InternLM / HuixiangDou

HuixiangDou: Overcoming Group Chat Scenarios with LLM-based Technical Assistance

Geek Repo:Geek Repo

Github PK Tool:Github PK Tool

English | 简体中文

HuixiangDou is a group chat assistant based on LLM (Large Language Model).

Advantages:

  1. Design a two-stage pipeline of rejection and response to cope with group chat scenario, answer user questions without message flooding, see 2401.08772 and 2405.02817
  2. Low cost, requiring only 1.5GB memory and no need for training
  3. Offers a complete suite of Web, Android, and pipeline source code, which is industrial-grade and commercially viable

Check out the scenes in which HuixiangDou are running and join WeChat Group to try AI assistant inside.

If this helps you, please give it a star ⭐

🔆 News

The web portal is available on OpenXLab, where you can build your own knowledge assistant without any coding, using WeChat and Feishu groups.

Visit web portal usage video on YouTube and BiliBili.

📖 Support

Model File Format IM Application
  • pdf
  • word
  • excel
  • ppt
  • html
  • markdown
  • txt
  • WeChat
  • Lark
  • ..

📦 Hardware

The following are the hardware requirements for running. It is suggested to follow this document, starting with the basic version and gradually experiencing advanced features.

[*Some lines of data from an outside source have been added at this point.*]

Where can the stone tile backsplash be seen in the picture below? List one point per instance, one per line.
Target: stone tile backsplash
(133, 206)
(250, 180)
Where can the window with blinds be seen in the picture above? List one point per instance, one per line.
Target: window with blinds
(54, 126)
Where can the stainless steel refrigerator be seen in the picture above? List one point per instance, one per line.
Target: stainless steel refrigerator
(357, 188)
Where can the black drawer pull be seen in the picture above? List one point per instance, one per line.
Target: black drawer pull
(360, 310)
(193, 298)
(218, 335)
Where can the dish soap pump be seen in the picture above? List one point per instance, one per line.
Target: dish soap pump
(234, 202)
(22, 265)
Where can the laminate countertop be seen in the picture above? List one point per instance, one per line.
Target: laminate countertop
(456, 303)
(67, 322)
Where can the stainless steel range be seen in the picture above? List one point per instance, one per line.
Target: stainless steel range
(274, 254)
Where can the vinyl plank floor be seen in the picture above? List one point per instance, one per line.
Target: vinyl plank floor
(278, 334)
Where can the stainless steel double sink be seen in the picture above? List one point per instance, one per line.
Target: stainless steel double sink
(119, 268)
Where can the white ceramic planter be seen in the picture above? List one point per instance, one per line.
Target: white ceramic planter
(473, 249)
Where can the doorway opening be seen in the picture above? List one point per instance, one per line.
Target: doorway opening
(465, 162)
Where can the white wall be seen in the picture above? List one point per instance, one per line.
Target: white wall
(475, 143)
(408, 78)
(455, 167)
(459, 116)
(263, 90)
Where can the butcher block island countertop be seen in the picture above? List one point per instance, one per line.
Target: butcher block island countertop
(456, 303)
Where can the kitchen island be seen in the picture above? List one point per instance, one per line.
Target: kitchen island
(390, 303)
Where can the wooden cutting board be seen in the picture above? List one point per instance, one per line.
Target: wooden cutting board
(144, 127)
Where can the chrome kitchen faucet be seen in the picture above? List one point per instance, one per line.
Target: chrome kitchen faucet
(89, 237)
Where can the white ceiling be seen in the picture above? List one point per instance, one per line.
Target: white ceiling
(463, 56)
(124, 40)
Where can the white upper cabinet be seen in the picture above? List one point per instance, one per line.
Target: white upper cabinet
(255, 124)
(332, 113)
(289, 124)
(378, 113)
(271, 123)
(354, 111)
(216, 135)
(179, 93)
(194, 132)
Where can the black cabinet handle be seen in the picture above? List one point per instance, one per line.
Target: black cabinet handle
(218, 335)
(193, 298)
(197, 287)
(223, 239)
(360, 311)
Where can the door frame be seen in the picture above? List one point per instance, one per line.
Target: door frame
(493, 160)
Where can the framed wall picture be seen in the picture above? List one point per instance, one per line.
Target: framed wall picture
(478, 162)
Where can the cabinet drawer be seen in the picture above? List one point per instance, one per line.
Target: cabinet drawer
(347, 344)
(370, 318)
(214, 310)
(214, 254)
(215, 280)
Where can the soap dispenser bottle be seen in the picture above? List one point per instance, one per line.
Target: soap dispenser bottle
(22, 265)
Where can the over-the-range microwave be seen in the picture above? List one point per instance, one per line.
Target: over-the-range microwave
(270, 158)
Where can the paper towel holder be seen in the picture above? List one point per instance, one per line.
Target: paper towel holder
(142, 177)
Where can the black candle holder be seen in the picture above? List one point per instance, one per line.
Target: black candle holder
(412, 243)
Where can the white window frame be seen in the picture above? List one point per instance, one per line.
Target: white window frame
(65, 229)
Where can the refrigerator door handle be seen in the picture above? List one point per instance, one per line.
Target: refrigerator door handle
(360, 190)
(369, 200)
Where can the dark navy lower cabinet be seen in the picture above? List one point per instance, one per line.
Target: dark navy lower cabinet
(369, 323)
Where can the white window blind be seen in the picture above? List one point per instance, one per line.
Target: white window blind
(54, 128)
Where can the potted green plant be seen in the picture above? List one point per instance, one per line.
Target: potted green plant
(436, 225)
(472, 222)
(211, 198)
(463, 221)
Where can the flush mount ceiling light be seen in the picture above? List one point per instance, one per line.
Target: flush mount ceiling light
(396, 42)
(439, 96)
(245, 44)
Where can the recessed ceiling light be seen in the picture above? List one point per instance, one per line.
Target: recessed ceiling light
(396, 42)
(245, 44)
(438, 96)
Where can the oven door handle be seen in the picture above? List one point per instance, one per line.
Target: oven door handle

Version GPU Memory Requirements Features Tested on Linux
Cost-effective Edition 1.5GB Use openai API (e.g., kimi and deepseek) to handle source code-level issues
Free within quota
Standard Edition 19GB Deploy local LLM can answer basic questions
Complete Edition 40GB Fully utilizing search + long-text, answer source code-level questions

🔥 Run

First agree BCE license and login huggingface.

huggingface-cli login

Then install requirements.

# parsing `word` format requirements
apt update
apt install python-dev libxml2-dev libxslt1-dev antiword unrtf poppler-utils pstotext tesseract-ocr flac ffmpeg lame libmad0 libsox-fmt-mp3 sox libjpeg-dev swig libpulse-dev
# python requirements
pip install -r requirements.txt

Standard Edition

The standard edition runs text2vec, rerank and a 7B model locally.

STEP1. First, without rejection pipeline, run test cases:

# Standalone mode
# main creates a subprocess to run the LLM API, then sends requests to the subprocess
python3 -m huixiangdou.main --standalone
..
..Topics unrelated to the knowledge base.."How to install mmpose?"
..Topics unrelated to the knowledge base.."How's the weather tomorrow?"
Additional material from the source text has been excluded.